Before there was Rocket there was Desi and Alithea writing music in their room to pass the time during the lockdown of 2020. A large handful of demos were written with a huge sound in mind, but only so much noise could be made in a one bedroom apartment. It was only logical that they’d soon enlist Cooper and Baron to join those early writing sessions, and officially form the band. “We spend pretty much every day together, so being in a band wasn’t even a question,” they explain. The group scraped together what money they had and rented the cheapest lockout space they could find, rehearsing religiously for months until their first show.

That show was an outstanding success, and quickly led to shows opening for Bar Italia, Pretty Sick, Hello Mary and more. Then it was time to settle in and start the recording process for what would become their first EP. Having moved out of their shoebox lockout and into Cooper’s parents back house, the group finally had the space they needed to create the sound they wanted. In an incredibly fortunate series of events, they came into possession of a 1970’s Yamaha PM-1000 recording console that was donated to their elementary school. With their “new” gear, the band began the process of self-recording, producing and engineering the songs they’d been writing. “We really try to not overthink things and be something we’re not,” they explain, “this EP is born out of trying to be as true to ourselves as possible.”

Opener “On Your Heels” encapsulates their sound, pitting jagged guitars against intoxicating vocal melodies, the stripped back verses building tension to the euphoric chorus before breaking down into hardcore-indebted riffs. “Portrait Show” takes their loud/quiet dynamics and perfects the approach, a la Sonic Youth and Dinosaur Jr. updated for Gen Z. The song “focuses on different versions of myself,” shares Alithea, “while songs like “Normal to Me” and “On Your Heels” have more of an emphasis on the different versions of people that they show you.”
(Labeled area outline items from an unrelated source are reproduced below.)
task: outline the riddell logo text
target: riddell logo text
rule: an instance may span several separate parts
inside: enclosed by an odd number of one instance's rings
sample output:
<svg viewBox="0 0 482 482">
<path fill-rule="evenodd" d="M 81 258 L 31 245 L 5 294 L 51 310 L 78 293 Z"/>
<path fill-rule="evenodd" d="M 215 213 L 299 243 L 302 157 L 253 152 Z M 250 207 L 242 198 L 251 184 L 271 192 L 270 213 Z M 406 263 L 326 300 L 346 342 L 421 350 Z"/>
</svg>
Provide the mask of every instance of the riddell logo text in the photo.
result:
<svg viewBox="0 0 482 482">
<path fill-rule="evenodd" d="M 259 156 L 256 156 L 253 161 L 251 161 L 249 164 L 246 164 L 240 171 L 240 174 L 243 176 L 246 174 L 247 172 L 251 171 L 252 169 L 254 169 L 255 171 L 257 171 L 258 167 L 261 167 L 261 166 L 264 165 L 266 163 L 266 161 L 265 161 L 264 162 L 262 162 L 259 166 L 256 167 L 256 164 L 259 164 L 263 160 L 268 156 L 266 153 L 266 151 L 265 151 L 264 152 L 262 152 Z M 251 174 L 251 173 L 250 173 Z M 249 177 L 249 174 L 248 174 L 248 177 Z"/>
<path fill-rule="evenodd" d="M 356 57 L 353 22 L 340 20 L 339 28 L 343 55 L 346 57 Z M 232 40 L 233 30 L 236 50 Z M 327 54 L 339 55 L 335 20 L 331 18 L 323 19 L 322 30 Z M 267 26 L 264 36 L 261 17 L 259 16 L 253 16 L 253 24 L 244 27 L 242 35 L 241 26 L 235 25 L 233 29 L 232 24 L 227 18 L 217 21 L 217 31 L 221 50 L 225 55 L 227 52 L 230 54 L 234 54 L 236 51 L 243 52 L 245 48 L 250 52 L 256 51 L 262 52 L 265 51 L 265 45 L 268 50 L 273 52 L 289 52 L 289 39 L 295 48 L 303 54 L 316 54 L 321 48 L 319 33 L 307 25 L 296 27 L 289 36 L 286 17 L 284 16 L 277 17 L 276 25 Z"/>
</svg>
Versions of You is a time capsule, a document of the turbulent transition from one’s late teens into their early twenties during one of the most uncertain times to be alive. Despite their youth, there’s a confidence and strength of vision across these 7 songs that is rare to find in a debut. Just listen to the roar of the My Bloody Valentine guitars on “Sugarcoated,” a song they explain “feels nostalgic to us, like it’s always existed.” A friendship like theirs is one in a million, but a chemistry that yields music like this is something you hold onto, and Rocket are just getting started.